Hoffman Island and Swinburne Island were created in Lower New York Bay to receive, quarantine, and give medical treatment to immigrants. Now they harbor birds.
In the 1870s, when New Yorkers constructed two islands by piling rock, sand, and timbers into New York Harbor, they had no idea that they were building a National Park. At the time, Swinburne and Hoffman islands merely answered the challenge of finding somewhere to put immigrants who had potentially infectious diseases. New York did not want cholera or yellow fever. They did not want typhoid or smallpox, or any other epidemic disease that might arrive any day with shiploads of poor immigrants from overseas. Anyone who arrived ill went to hospital, usually on Swinburne island. Anyone who had been exposed to someone who was ill went into quarantine on Hoffman Island. No one was thinking of birds then:
- 1870 – Swinburne Island (originally called Dix Island) was constructed. It served as a hospital for people suffering from infectious diseases.
- 1872 – Hoffman Island was constructed. Initially, Hoffman Island was an entry point for immigrants arriving by sea. Anyone suspected of having an infectious disease or having been in contact with an infectious disease was quarantined on Hoffman Island.
- 1892 – Ellis Island opened as the official entry point for immigrants. Hoffman Island was still used as a quarantine station.
- 1931 to 1937 Hoffman Island was a place for birds for the first time. The island was used to quarantine imported parrots in an attempt to control parrot fever.
- 1938 to mid 1940s – Hoffman Island became the first Maritime Service Training Station (United States Merchant Marine).
- WWII – Swinburne Island was used as a control center for the defensive mines placed along the coast.
- Post WWII – Hoffman and Swinburne islands were abandoned to the waves and the birds.

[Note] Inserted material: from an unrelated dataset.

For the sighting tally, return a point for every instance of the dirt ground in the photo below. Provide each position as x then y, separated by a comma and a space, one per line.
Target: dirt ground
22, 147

Nature started to make real islands out of them.
- 1972 – The Clean Water Act was passed, alleviating some of the pollution in the New York Harbor waters, and making the environment there more welcoming to birds.
- 1972 – The pesticide DDT was banned, resulting in a slow turnaround in the fortunes of raptors such as the Peregrin Falcons, formerly common along the coast.

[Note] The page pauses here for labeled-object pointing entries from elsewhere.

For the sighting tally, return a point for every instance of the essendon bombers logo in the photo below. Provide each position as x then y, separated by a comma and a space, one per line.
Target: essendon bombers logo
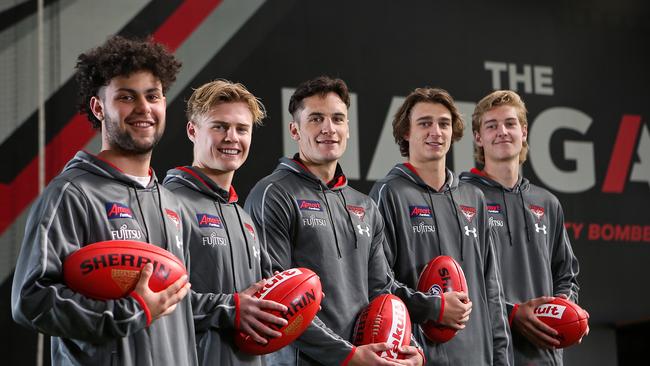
250, 229
468, 212
115, 210
206, 220
358, 211
494, 208
550, 311
174, 217
537, 211
309, 205
419, 211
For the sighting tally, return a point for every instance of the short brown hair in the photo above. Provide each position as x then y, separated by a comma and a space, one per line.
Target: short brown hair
120, 56
491, 101
321, 85
402, 119
208, 95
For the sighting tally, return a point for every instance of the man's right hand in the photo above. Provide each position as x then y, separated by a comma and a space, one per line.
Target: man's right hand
164, 302
253, 314
457, 310
526, 323
367, 355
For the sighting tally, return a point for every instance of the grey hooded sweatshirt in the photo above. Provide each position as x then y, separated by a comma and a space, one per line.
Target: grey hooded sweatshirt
534, 252
225, 259
92, 201
338, 233
421, 224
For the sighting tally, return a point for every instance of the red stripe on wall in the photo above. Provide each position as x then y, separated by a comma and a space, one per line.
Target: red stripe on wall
76, 134
619, 165
183, 22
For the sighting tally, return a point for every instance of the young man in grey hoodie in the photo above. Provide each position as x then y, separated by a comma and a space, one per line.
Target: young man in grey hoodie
534, 250
428, 214
226, 259
111, 195
309, 217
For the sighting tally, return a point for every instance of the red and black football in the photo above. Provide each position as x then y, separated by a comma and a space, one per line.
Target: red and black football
384, 320
299, 289
442, 274
566, 317
110, 269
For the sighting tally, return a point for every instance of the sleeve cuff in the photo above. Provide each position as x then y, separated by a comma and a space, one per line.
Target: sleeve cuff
347, 359
512, 314
236, 298
442, 308
144, 306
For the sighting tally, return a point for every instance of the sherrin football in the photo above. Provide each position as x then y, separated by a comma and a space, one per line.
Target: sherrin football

- 1974 – Hoffman and Swinburne Islands both came under the control of the US National Parks Service.
- Today – the islands are part of Gateway National Recreation Area. Hundreds of water birds have found sanctuary on the islands and many nest there. Though Hoffman and Swinburne Islands are not open to the public, harbor tours bring ecotourists close to the shore to enjoy cormorants, egrets, glossy ibis, herons, gulls, and other birds. The islands are a focus of New York City Audubon’s Harbor Heron’s Project.

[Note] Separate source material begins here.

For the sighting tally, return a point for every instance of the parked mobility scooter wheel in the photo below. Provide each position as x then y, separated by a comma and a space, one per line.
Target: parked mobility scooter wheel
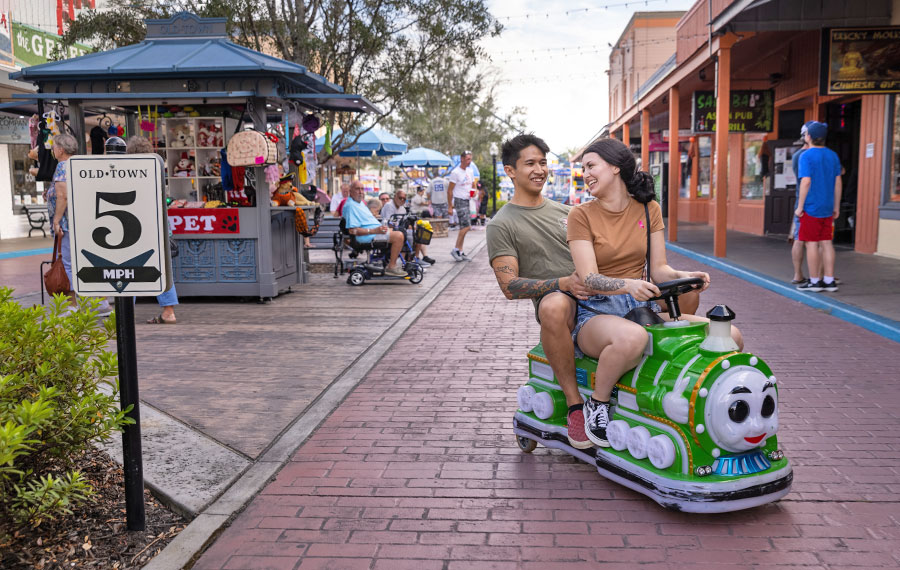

Many years of neglect followed many years of intense human occupation. The two islands, created by people, evolved into natural ecosystems left to the birds and whatever other wildlife could make its way there. Slowly, the city around them made slow progress at improving the environment. While no one was really looking, and to just about everyone’s amazement, a bird sanctuary was created right in the middle of New York Harbor. Now New Yorkers find themselves with two natural treasures to enjoy and protect—Hoffman and Swinburne Islands are so much more today than they were in the beginning.